Thanks for this remark.

jacob

Mar 25 '06 #45
<en******@yahoo.com> wrote in message
news:11**********************@j33g2000cwa.googlegr oups.com...
Wojtek Lerch wrote:
<en******@yahoo.com> wrote in message
news:11*********************@i40g2000cwc.googlegro ups.com...
> If a type is given two typedefs with compatible
> but different types, which one do you use?
.... The composite type, just like for any other declaration.


The problem is the composite type isn't known when f1 is
declared. Any uses between f1's declaration and the second
definition of F would either have to use the first type or
require a second pass. Using the composite type for both
isn't how other declarations work either.
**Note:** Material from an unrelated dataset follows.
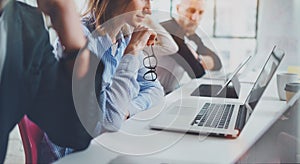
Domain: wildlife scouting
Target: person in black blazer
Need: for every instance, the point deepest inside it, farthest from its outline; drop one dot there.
(33, 82)
(192, 59)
Well, how do they work? If a regular identifier is declared twice, its type
between the declarations may be different from the type after the second
declaration:

int arr1[], arr2[];
// arr1 and arr2 have the same, incomplete type here
int arr1[6], arr2[8];
// arr1 and arr2 have different, complete types here

Why couldn't the same rule apply to typedefs?
Mar 26 '06 #46
jacob navia <ja***@jacob.remcomp.fr> writes:
[...]
lcc-win32 supports 128 bit integers. The type is named:

int128


Which infringes on the user namespace. Is it defined in a
system-specific header?

--
Keith Thompson (The_Other_Keith) ks***@mib.org <http://www.ghoti.net/~kst>
San Diego Supercomputer Center <*> <http://users.sdsc.edu/~kst>
We must do something. This is something. Therefore, we must do this.
Mar 26 '06 #47
On 2006-03-26, Keith Thompson <ks***@mib.org> wrote:
jacob navia <ja***@jacob.remcomp.fr> writes:
[...]
lcc-win32 supports 128 bit integers. The type is named:

int128


Which infringes on the user namespace. Is it defined in a
system-specific header?


probably should be something like __int128, typedef'd to int128_t in
stdint.h
Mar 26 '06 #48

On Sat, 25 Mar 2006, santosh wrote:
Keith Thompson wrote:
"Stephen Sprunk" <st*****@sprunk.org> writes:
[...]
That "long long" even exists is a travesty.

What are we going to do when 128-bit ints become common in another
couple decades? [...] All we need are "int float" and "double int" and the entire C type
system will be perfect! </sarcasm>


So how would you improve it?


Perhaps by adding Long or llong or Llong for 128 bit integers? Ugly
but there's nothing that can be done. Calling a 128 bit integer as
long long long would be ridiculous.


Obviously, 128 bits should be "long longer", and 256 bits should be
"long longest". Then, of course, 512 bits would be "longer longest" and
1024 bits would be "longest longest." That would cover us for another
few decades, at least. :)

-Arthur
sees problems with this proposal, unfortunately
Mar 26 '06 #49
jacob navia wrote:
Like

a = a;

it does nothing


That code does do something, if "a" is volatile.